# Skyline C10



## Bender (May 16, 2011)

Hi, 

iam new here and iam searching for a Nissan Skyline C10 somebody know where i can get one???

offer please everything

edit:  

best regards bender


----------



## mattysupra (Oct 31, 2008)

all cars u know for sale.


----------



## MobileLPG (Aug 18, 2010)

That made me chuckle.


----------



## jim-lm (Mar 15, 2005)

What's a C10???


----------



## IP Support (Jan 31, 2011)

Nissan Skyline - Wikipedia, the free encyclopedia


----------



## MrGT (Jul 6, 2009)

how much you looking to spend ??

they can be found and imported but are not cheap when looking for a mint example.
i was talking to dave from the GTR shop the other day about there c10. it took them a year to find an acceptable car.

i would love one one day as a project, import it no engine then see if you could get a rb30 in it  

Tib


----------



## Bender (May 16, 2011)

MrGT said:


> how much you looking to spend ??
> 
> they can be found and imported but are not cheap when looking for a mint example.
> i was talking to dave from the GTR shop the other day about there c10. it took them a year to find an acceptable car.
> ...


Hi 

THX for the answer

Iam ready to spend 20.000€ or something like that. The condiotion of the car can be (1-6) maybe 2. 
The engine i wanna drive is the 6cyl. Webber.
No Turbo engine - i drive a Turbo (Porsche 968 Turbo replic) car so i wanna a carburetor engine. 

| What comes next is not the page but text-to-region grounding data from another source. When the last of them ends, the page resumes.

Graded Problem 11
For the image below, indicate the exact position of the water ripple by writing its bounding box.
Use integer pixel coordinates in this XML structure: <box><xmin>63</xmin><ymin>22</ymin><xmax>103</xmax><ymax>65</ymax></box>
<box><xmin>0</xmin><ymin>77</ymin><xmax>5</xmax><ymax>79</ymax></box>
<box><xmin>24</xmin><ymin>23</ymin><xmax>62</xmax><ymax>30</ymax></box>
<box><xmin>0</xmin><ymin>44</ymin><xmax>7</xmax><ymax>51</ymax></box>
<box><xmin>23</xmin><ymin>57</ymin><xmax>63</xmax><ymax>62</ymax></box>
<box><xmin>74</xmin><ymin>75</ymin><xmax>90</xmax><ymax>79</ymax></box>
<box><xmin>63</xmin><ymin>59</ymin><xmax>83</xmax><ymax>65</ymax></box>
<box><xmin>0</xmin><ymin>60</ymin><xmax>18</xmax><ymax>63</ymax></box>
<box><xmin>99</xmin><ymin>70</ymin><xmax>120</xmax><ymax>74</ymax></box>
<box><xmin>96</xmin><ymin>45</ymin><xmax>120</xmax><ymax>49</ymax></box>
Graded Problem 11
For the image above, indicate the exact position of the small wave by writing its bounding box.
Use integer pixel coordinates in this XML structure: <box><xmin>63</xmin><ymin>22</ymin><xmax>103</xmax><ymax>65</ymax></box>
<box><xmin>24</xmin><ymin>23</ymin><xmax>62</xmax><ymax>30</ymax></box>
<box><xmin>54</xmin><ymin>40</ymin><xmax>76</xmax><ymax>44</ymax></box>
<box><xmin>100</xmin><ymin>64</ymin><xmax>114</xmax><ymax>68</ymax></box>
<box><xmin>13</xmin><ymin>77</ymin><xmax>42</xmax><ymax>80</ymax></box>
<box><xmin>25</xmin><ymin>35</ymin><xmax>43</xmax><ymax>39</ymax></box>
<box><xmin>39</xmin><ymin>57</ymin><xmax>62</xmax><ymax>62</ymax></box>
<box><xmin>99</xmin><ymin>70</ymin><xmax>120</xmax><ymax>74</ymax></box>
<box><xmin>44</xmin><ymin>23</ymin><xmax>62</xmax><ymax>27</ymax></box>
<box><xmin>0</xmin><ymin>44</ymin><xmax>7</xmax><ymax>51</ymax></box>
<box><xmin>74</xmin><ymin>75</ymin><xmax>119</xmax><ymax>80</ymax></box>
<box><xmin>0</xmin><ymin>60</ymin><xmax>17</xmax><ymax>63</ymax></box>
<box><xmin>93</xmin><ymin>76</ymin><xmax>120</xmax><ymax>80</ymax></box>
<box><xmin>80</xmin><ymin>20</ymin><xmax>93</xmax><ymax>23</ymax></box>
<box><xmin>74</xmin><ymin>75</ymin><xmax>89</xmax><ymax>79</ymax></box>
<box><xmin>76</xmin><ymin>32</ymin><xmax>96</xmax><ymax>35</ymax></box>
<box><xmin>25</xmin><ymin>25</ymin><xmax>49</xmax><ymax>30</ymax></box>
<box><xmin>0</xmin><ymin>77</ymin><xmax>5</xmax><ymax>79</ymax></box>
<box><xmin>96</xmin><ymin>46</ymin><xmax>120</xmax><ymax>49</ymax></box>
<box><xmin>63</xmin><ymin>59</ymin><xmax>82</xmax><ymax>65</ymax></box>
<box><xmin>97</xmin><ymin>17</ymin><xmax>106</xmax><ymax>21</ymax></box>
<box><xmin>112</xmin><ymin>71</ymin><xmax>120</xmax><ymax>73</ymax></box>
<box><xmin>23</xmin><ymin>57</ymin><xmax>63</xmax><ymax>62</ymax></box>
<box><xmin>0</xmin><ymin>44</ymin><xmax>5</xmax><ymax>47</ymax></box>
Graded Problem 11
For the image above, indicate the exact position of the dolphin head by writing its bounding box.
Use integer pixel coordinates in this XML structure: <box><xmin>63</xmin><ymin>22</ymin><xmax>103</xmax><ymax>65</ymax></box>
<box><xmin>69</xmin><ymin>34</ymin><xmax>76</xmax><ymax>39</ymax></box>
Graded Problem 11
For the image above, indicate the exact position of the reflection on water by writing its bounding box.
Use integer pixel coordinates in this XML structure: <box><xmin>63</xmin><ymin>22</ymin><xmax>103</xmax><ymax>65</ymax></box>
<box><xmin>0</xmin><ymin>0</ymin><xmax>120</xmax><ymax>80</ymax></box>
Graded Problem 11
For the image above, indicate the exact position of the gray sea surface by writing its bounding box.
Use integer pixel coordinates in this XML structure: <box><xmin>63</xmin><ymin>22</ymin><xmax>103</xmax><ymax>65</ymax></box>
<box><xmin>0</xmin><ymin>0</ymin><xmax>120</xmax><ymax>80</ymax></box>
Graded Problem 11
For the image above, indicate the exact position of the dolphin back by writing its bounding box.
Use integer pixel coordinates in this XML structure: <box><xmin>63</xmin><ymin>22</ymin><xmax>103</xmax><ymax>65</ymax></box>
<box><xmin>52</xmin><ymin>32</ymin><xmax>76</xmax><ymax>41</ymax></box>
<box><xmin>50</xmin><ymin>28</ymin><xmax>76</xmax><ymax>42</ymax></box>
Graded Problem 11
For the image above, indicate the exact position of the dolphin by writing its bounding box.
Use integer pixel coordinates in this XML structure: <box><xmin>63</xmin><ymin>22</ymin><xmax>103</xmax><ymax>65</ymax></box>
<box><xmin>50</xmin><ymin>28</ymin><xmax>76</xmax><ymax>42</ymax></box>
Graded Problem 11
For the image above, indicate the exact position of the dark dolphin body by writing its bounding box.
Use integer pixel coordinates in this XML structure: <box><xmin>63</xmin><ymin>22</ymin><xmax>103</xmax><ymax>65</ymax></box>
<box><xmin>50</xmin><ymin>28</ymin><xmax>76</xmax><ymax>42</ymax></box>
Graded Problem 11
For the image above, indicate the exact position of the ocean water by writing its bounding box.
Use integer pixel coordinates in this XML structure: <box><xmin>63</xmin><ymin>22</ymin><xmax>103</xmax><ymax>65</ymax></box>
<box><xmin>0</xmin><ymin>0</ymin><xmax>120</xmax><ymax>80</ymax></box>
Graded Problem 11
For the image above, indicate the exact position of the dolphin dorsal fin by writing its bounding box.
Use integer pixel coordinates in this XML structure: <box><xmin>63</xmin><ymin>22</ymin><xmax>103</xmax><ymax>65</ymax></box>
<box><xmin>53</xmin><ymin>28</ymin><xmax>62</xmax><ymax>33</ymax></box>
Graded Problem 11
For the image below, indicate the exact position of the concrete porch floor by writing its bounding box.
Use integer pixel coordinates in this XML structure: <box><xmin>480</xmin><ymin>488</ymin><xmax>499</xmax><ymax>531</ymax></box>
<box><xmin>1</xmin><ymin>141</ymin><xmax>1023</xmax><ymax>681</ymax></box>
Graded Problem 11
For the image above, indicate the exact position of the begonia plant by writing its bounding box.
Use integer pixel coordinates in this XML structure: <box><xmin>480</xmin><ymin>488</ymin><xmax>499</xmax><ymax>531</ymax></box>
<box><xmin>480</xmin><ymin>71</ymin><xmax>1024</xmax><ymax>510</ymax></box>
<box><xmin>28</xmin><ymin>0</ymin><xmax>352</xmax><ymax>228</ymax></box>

But were i can find a C10?? any advice??

regards bender


----------



## skyjuice (Apr 4, 2009)

Google Translate

check these lot out


----------



## Bender (May 16, 2011)

anyone know cars in europe??


----------



## MrGT (Jul 6, 2009)

if your serious email either Matty from newera or Dave from the GTR shop (both can be found in the traders section)*
*just had a look and couldnt see newera? so here you go http://www.neweraimports.com and just in the intrests of fairness http://www.thegtrshop.com both there just click :thumbsup:**

hope that helps.

Tib


----------